In the United States, the Federal Trade Commission has oversight for credit card processing. PCI compliance isn’t government regulations but rather an industry standard. The PCI Counsel created and administers the DSS. However, a court case in 2015 established that the FTC could require merchants to adhere to the PCI-DSS for the protection of consumers. Stolen credit card information is a booming business. And with medical practices, hackers get a 2 for 1 special by also getting patient medical data.

What are the penalties for not being PCI compliant?

For smaller merchants, the fines start at $30-50 per month. But Once a merchant suffers a breach and is determined to be non-compliant, then the fines can increase to $5,000 to $10,000 per month, depending on the size of the non-compliant merchant. The fine amount increases every 3 months until the merchant produces proof of PCI compliance. It takes time, sometimes as long as several months, to become compliant. Because of that, fines can become crippling to small practices. If a practice were to remain out of compliance, their ability to take and process credit card payments could be revoked.

The only way to avoid these penalties is to ensure your practice is PCI compliant.

How can a small practice achieve PCI compliance?

The good news for small practices is that most of the items for HIPAA compliance are applicable to PCI as well.
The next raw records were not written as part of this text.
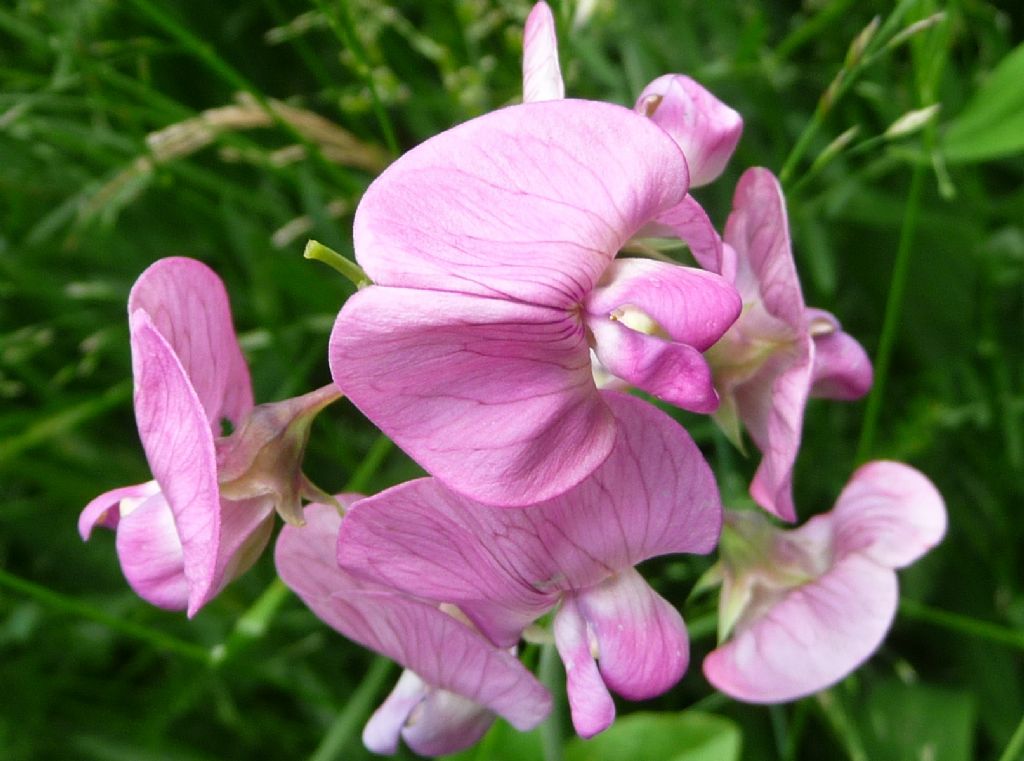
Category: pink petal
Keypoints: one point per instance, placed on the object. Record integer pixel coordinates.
(441, 650)
(495, 397)
(772, 408)
(528, 203)
(688, 221)
(842, 368)
(444, 723)
(590, 704)
(654, 495)
(542, 77)
(104, 510)
(690, 305)
(151, 555)
(246, 526)
(384, 728)
(889, 512)
(811, 638)
(759, 231)
(642, 645)
(706, 129)
(178, 445)
(673, 372)
(187, 305)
In general, both want you to protect the data that is in your care. Both standards overlap a great deal. Here are some examples:

• Both require firewalls for network security
• Keeping systems patched and up to date
• Having anti-malware protection installed on all computers
• Using encryption to protect sensitive data (in HIPAA, this is addressable)
• Limiting employee access to only the data that is required for their tasks
• Ongoing checks to ensure you are remaining in compliance

This means that if you have set up a HIPAA compliance program for your practice, you are most of the way to being PCI compliant as well. From there, you need to run a network vulnerability scan. This will check all of the computers and devices on your network for any potential issues. If anything is found, address them. If you process credit card payments on your website, make you also run a vulnerability scan on your website. Scans must be performed by an Approved Scanning Vendor (ASV).
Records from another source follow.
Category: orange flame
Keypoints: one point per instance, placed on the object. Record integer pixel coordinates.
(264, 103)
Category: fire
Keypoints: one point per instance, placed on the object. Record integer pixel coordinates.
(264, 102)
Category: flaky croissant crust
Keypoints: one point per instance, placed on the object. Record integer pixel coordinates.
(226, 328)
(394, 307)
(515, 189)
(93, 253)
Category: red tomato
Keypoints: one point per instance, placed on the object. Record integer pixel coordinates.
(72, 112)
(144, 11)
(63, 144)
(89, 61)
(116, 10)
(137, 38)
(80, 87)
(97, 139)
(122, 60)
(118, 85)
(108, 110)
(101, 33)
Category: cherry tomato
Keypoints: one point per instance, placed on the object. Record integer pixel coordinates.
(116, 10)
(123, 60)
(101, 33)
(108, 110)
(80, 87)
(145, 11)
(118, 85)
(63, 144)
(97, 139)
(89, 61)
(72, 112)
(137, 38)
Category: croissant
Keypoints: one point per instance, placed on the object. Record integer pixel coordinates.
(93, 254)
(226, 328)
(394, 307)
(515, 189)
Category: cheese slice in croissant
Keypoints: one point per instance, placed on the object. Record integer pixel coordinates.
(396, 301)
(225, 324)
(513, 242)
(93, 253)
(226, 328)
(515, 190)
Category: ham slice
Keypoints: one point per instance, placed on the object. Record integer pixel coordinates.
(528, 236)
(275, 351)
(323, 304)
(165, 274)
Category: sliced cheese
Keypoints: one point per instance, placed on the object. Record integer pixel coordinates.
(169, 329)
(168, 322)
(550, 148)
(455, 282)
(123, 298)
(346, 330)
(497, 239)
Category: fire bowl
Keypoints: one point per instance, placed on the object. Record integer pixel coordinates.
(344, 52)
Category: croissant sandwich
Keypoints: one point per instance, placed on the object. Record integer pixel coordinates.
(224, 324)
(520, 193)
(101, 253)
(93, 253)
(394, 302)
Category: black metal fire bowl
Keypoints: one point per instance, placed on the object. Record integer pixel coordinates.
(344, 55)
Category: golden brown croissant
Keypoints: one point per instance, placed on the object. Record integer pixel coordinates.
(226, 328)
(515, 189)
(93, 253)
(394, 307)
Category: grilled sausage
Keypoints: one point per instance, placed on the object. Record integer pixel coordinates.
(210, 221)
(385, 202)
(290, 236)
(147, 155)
From there, download and complete the PCI-DSS Self-Assessment Questionaire. This must be updated yearly and this is the most common reason that businesses and practices are fined. Filling out these are straight forward. This means that your practice has no reason not to do them and protect yourself.
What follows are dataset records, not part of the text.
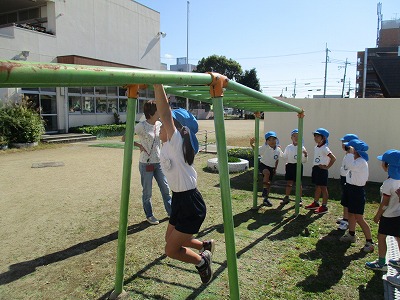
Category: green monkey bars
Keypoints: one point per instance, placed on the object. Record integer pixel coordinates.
(210, 88)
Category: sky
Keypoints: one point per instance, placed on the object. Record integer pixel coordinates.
(285, 41)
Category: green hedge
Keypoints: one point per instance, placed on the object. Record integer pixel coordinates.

Specific ways to protect your data

Don’t store sensitive cardholder information on your network – ever. There really isn’t a good reason for any practice to have ongoing access to their patient’s credit card information. If you use a sin office point of sale device to process payments, don’t also keep a copy of the card on file. Don’t write down this information either. If it is truly necessary, destroy it afterward.

Make sure your practice has a firewall. This will also fulfill one of your obligations under HIPAA. Firewalls work by shielding your entire network from the Internet. They will absorb a great many of the attacks that your practice could suffer. Most, but not all.

Make sure you check your credit card processing devices (PIN pads, computers, etc.) to ensure that someone hasn’t installed a skimmer. A skimmer is a device that will allow your terminal to work normally but also collects the patient’s credit card information. These have become very common at self-pay gas pumps and ATMs.

Practice good password hygiene. This means using strong passwords for each website or account. It also means never using the same password on more than one site. Humans aren’t meant to remember many strong passwords and because of this, we create one password and use it for everything. This is a big mistake. Instead, use a password manager like LastPass. LastPass will create strong and unique passwords for all of your accounts. Then you won’t need to remember them. You can learn how to use LastPass for your practice here.

How can you get more information about PCI compliance?

Unlike HIPAA regulations, the PCI Council has created a wealth of information for merchants to help them become compliant. Your first stop should be to download the PCI-DSS Quick Reference Guide. This outlines the 12 compliance requirements and sub-requirements. The guide will provide you all the information you need to understand what needs to be done to protect cardholder information.

Achieving PCI compliance is no only required, its the right thing to do for your practice. Protecting your patient’s personal information is critical. And with possible fines for not doing so, there really isn’t a good reason not to do it. Most practices aren’t aware of PCI at all. But unfortunately, that won’t protect them if there is a breach and patient payment data is stolen. This article outlines a path for any practice to get into compliance.